Alterations in visible light exposure modulate platelet function and regulate thrombus formation.

Background: Variations in light exposure are associated with changes in inflammation and coagulation. The impact of light spectra on venous thrombosis (VT) and arterial thrombosis is largely unexplored.

Objectives: To investigate the impact of altering light spectrum on platelet function in thrombosis.

Methods: Wild-type C57BL/6J mice were exposed to ambient (mice^white, 400 lux), blue (mice^blue, 442 nm, 1400 lux), or red light (mice^red, 617 nm, 1400 lux) with 12:12 hour light:dark cycle for 72 hours. After 72 hours of light exposure, platelet aggregation, activation, transcriptomic, and metabolomic changes were measured. The ability of released products of platelet activation to induce thrombosis-generating neutrophil extracellular trap formation was quantified. Subsequent thrombosis was measured using murine models of VT and stroke. To translate our findings to human patients, light-filtering cataract patients were evaluated over an 8-year period for rate of venous thromboembolism with multivariable logistic regression clustered by hospital.

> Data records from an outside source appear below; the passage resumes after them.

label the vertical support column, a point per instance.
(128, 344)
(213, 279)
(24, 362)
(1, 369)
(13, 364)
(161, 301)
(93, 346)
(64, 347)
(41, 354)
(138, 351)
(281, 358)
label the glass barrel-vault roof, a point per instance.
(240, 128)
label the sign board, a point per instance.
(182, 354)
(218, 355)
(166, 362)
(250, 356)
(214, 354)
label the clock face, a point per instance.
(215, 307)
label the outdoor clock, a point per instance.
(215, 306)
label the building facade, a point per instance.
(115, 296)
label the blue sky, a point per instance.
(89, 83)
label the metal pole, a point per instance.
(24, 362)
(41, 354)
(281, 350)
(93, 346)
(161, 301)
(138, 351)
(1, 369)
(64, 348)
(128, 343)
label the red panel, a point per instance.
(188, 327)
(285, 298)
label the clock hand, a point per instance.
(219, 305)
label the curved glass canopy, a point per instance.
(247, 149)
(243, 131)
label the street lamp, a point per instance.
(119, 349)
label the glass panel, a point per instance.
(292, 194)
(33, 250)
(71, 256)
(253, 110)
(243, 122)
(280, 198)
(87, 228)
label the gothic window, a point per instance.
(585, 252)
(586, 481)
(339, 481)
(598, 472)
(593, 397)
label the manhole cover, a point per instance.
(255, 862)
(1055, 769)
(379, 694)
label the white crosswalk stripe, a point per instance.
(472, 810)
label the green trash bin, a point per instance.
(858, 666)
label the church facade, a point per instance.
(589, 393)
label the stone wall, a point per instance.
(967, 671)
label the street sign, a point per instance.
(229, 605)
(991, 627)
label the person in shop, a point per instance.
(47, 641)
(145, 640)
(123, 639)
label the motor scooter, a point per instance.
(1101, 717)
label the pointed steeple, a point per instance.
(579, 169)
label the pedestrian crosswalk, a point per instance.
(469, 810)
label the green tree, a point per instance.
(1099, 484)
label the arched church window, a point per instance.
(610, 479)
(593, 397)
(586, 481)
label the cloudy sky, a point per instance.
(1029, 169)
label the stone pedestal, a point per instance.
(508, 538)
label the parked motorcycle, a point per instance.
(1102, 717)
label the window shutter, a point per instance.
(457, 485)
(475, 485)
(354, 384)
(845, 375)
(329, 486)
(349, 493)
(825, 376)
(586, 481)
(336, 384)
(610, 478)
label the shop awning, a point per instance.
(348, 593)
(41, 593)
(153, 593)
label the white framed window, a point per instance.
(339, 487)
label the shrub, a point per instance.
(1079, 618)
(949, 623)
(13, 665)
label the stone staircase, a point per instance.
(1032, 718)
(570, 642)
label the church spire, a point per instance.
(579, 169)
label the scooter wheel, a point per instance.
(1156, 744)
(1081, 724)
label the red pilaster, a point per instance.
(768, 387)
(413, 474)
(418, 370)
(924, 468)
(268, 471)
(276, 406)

Results: Exposure to long-wavelength red light resulted in reduced platelet aggregation and activation. RNA-seq analysis demonstrated no significant transcriptomic changes between mice^red and mice^white. However, there were global metabolomic changes in platelets from mice^red compared with mice^white. Releasate from activated platelets resulted in reduced neutrophil extracellular trap formation. Mice^red also had reduced VT weight and brain infarct size following stroke. On subgroup analysis of cataract patients, patients with a history of cancer had a lower lifetime risk of venous thromboembolism after implantation with lenses that filter low-wavelength light.

Conclusion: Light therapy may be a promising approach to thrombus prophylaxis by specifically targeting the intersection between innate immune function and coagulation.